Sprint told me it was the fault of the network upgrades, my inbox, the fact that my phone was “old” (even though I’d only had it since December) and sea monkeys.  (Okay, they didn’t blame sea monkeys but that’s only because such foolishness wasn’t in the corporate handbook — although maybe it should be because if you’re going to repeatedly lie to me at least make it creative.)  They managed to not blame it on BP, but maybe that’s because they’re trying to work on a way to tie it to Halliburton or TransOcean (the two everyone seems to have forgotten had a hand in the Gulf Disaster).

At any rate, it’s broken.  Apparently irrepairably so, because things are no longer able to be repaired.

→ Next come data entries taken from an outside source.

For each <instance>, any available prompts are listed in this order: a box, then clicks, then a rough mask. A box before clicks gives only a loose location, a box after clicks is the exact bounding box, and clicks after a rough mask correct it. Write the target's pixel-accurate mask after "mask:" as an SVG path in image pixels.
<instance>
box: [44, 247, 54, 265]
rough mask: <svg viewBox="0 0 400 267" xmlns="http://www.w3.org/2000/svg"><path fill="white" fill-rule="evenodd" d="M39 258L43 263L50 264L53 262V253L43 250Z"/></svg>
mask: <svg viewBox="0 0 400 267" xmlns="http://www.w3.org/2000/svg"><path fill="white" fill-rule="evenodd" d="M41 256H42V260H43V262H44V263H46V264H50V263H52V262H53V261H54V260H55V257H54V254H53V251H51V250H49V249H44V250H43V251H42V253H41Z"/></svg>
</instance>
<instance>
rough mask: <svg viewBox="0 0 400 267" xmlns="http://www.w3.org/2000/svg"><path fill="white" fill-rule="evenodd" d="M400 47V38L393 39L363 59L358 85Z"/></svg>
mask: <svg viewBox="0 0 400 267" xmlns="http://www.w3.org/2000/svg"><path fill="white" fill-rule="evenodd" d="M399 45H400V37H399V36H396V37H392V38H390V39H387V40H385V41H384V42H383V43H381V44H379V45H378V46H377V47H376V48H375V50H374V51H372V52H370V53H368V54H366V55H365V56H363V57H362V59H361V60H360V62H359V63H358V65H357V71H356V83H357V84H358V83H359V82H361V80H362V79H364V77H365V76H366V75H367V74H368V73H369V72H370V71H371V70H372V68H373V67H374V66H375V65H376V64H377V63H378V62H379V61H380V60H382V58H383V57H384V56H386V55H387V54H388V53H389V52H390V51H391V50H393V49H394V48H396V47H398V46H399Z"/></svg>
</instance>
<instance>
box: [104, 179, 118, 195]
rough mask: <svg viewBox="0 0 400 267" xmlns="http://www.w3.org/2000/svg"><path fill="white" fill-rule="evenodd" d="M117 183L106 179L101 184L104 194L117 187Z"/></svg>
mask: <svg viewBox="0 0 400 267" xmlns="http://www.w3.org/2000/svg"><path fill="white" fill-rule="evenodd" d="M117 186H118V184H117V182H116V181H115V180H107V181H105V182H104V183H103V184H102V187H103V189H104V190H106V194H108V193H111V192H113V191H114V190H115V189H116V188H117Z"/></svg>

Mini rant: Why is it everything is designed to last only about a half an hour before we’re supposed to throw it away?  Why can’t I have clothes that are designed to be washed?  Why can’t I have phones that can be fixed?  Why can’t I find parts for things I bought six weeks ago?  Why? Why? Why?  Newer isn’t always better — if it were, we wouldn’t constantly need newer, now would we? End rant.

Driving home phoneless, it occurred to me that I’m as “off the grid” as I’m apparently able to get in this day and age without picking up some more Amish-type skills.  I’m not traceable because the GPS is in the phone.  I don’t have On-Star.  Hell, I could get myself some cash and run away to Key West and no one would be able to find me unless I got in the way of Sam Champion looking for tar balls.

The idea has a certain amount of appeal since today was the last day of school for all the teachers (except DJJ sites) in Broward County.  Of course, I’m supposed to be at work bright and early tomorrow morning — nothing locked up kids love more than math during summer vacation.  And I’m out of sick days.  And I’m supposed to be spending the cash on groceries.

The great thing about being part of a generation still capable of using its imagination: I can take my little fantasy road trip in my head.